El ego y la motivación

La culpa de todo la tiene Zinedine Zidane. Cuando el ex entrenador del Real Madrid anunció el final de su ciclo en el club blanco, nadie podía presagiar cómo afectaría esto a la selección española de fútbol. Muchas de las decisiones que se toman en la vida (sean del orden que sean) tienen un germen muy alejado del foco final.

A partir de aquí podemos especular. La maquinaria del club de Chamartín comenzó a moverse. La planificación hacía que la decisión sobre el nuevo entrenador fuera inmediata. El resto ya es historia conocida de sobra. Florentino Pérez, Julen Lopetegui y Luis Rubiales como protagonistas, incómodos, en un momento incómodo. El mundial de fútbol estaba por comenzar con España como principal favorita.

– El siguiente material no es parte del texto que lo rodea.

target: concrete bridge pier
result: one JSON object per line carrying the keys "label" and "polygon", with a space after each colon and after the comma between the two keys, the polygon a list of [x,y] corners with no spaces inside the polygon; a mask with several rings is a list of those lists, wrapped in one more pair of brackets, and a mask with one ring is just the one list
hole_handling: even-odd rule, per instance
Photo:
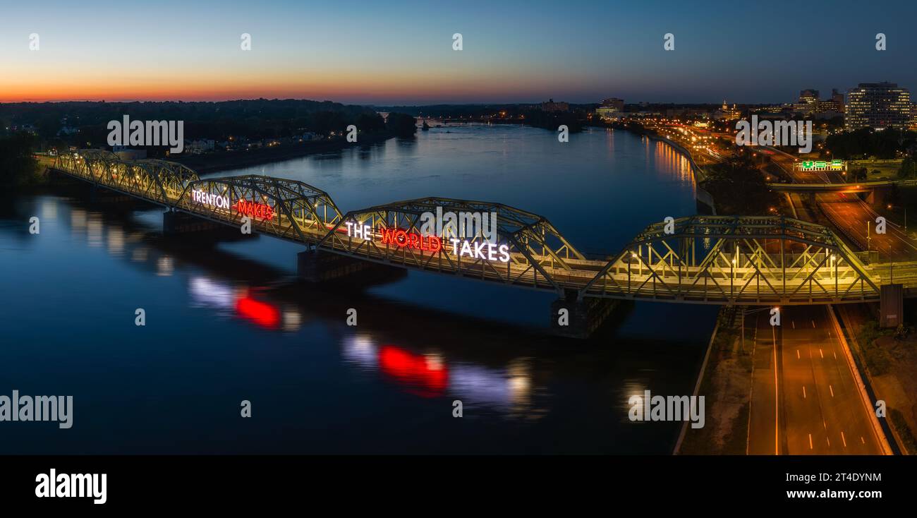
{"label": "concrete bridge pier", "polygon": [[296,273],[308,282],[325,282],[347,278],[360,283],[404,277],[405,270],[368,260],[325,252],[315,248],[296,254]]}
{"label": "concrete bridge pier", "polygon": [[879,290],[879,325],[881,327],[898,327],[904,324],[904,286],[902,284],[883,284]]}
{"label": "concrete bridge pier", "polygon": [[162,234],[165,236],[202,235],[214,239],[243,238],[254,236],[254,234],[242,234],[238,227],[227,226],[215,221],[171,210],[162,213]]}
{"label": "concrete bridge pier", "polygon": [[551,303],[551,329],[555,334],[569,338],[588,338],[621,303],[599,298],[578,301],[577,295],[576,292],[569,292]]}

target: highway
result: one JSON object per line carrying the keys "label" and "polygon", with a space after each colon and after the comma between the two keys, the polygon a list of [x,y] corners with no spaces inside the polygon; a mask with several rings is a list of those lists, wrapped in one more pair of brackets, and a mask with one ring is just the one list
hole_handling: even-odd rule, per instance
{"label": "highway", "polygon": [[781,311],[779,329],[768,311],[746,317],[754,340],[747,453],[881,455],[827,308]]}
{"label": "highway", "polygon": [[[797,183],[840,183],[845,180],[836,171],[801,171],[793,170],[795,158],[776,148],[770,160]],[[878,252],[879,261],[904,261],[917,253],[917,240],[904,232],[903,226],[892,221],[889,215],[880,215],[856,194],[827,193],[815,194],[819,208],[831,223],[860,250]],[[884,215],[888,221],[886,234],[876,234],[876,218]],[[813,221],[813,220],[810,220]],[[868,229],[867,228],[868,225]]]}

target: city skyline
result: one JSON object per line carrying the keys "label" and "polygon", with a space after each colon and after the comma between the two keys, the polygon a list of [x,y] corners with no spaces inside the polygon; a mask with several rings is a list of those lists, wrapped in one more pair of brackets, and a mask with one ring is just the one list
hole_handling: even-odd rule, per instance
{"label": "city skyline", "polygon": [[[909,59],[917,47],[905,37],[909,13],[917,14],[910,5],[881,14],[854,2],[793,6],[791,17],[773,15],[770,24],[759,23],[768,15],[755,6],[723,2],[564,7],[96,1],[52,3],[61,16],[51,18],[10,6],[0,20],[0,102],[263,97],[393,105],[616,96],[779,104],[802,88],[917,84]],[[148,23],[126,23],[127,16]],[[749,36],[748,19],[765,34]],[[879,32],[886,50],[875,49]],[[251,35],[250,51],[240,50],[243,33]],[[454,33],[462,34],[462,50],[452,49]],[[663,50],[666,33],[675,36],[674,50]],[[29,50],[31,34],[38,50]]]}

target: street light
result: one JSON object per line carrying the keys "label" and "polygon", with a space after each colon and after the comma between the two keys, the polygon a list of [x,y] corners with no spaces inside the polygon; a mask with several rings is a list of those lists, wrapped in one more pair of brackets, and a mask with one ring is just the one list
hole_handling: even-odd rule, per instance
{"label": "street light", "polygon": [[[904,210],[904,232],[907,233],[907,231],[908,231],[908,206],[904,205],[901,208]],[[891,205],[891,204],[889,204],[888,209],[889,211],[890,210],[894,210],[894,207]]]}

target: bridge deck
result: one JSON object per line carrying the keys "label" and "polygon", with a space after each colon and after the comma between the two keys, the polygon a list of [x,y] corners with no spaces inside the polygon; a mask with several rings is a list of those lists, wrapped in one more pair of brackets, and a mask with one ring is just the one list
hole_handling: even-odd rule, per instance
{"label": "bridge deck", "polygon": [[[547,219],[504,205],[498,243],[509,260],[399,246],[381,230],[419,231],[419,212],[431,204],[484,207],[480,202],[424,199],[342,215],[326,193],[307,184],[260,176],[201,180],[171,162],[126,162],[111,153],[80,151],[58,158],[54,170],[197,217],[239,226],[311,248],[412,270],[459,275],[578,298],[604,297],[691,303],[802,304],[875,301],[894,280],[917,288],[917,263],[867,266],[827,228],[775,217],[690,216],[647,227],[615,255],[580,254]],[[197,197],[195,197],[197,196]],[[259,214],[250,213],[259,207]],[[447,208],[448,210],[448,208]],[[246,213],[249,211],[249,213]],[[243,214],[245,213],[245,214]],[[363,237],[346,222],[370,225]],[[482,246],[481,239],[470,238]],[[483,258],[483,259],[482,259]]]}

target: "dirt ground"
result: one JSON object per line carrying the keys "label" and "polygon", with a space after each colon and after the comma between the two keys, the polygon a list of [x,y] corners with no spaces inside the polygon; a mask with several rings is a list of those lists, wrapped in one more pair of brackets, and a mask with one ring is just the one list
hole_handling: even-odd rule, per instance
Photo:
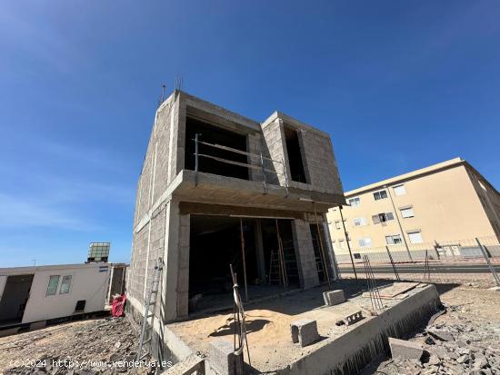
{"label": "dirt ground", "polygon": [[[252,366],[265,373],[284,369],[351,330],[352,327],[335,325],[346,315],[362,311],[364,321],[372,319],[370,299],[360,296],[364,286],[363,282],[356,284],[354,281],[343,284],[348,301],[336,306],[324,305],[323,291],[327,290],[326,286],[248,305],[245,308],[246,334]],[[398,300],[385,300],[388,307],[397,302]],[[319,341],[305,348],[294,344],[290,336],[290,324],[302,319],[316,321],[321,337]],[[168,325],[188,346],[205,354],[210,351],[210,342],[224,340],[233,343],[234,327],[231,311]],[[245,353],[245,360],[248,362],[246,357]]]}

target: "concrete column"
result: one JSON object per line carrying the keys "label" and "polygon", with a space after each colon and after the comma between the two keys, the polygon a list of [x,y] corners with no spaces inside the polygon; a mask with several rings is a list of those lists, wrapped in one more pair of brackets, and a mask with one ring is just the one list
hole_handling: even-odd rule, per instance
{"label": "concrete column", "polygon": [[319,278],[309,222],[295,219],[292,228],[301,287],[307,289],[318,285]]}
{"label": "concrete column", "polygon": [[255,253],[257,257],[257,271],[259,279],[265,282],[265,259],[264,257],[264,242],[262,241],[262,222],[255,221]]}

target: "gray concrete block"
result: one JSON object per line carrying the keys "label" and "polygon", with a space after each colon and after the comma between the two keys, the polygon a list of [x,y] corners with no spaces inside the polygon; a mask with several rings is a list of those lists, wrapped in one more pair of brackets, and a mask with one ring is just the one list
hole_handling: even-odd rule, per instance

Una plantilla equilibrada que había logrado recuperar el de Asteasu.

Cuando hablamos de liderazgo hay tres factores iniciales que debemos comprender: las creencias limitantes, el saboteador y el ego. Estos tres conceptos primitivos del ser humano se hicieron presentes en esta historia que, en el fondo, tiene un aire a lucha de poder. El fútbol puede ser muy romántico pero es el segundo negocio más lucrativo del mundo.

No es tema de este artículo valorar a nuestros protagonistas. Me falta información y no sería serio ni profesional. Sí, tenemos resultados concretos y hábitos que se repiten: cuando un equipo que tiene un líder bien definido (Lopetegui) y éste, deja huérfano a sus dirigidos, la motivación cae en picado. Por lo que sabemos, era intención del entrenador continuar. Por lo que sabemos, no se le permitió.

Esta situación que hemos vivido con la selección no es ajena a otras que ocurren en las empresas u organismos. Más allá de intereses personales y/o profesionales, cuando el ego hace acto de presencia y no tenemos una buena gestión de nuestras emociones, podemos tomar las peores decisiones posibles; incluso para nuestros propios intereses.

Ello repercute en nuestro equipo de trabajo. Hoy, que está muy de moda hablar de liderazgo, debemos comprender que no se le puede poner ese título a cualquier persona. El liderazgo tiene como premisa la actuación en base a valores propios muy bien definidos; algo de lo que han carecido nuestros tres protagonistas.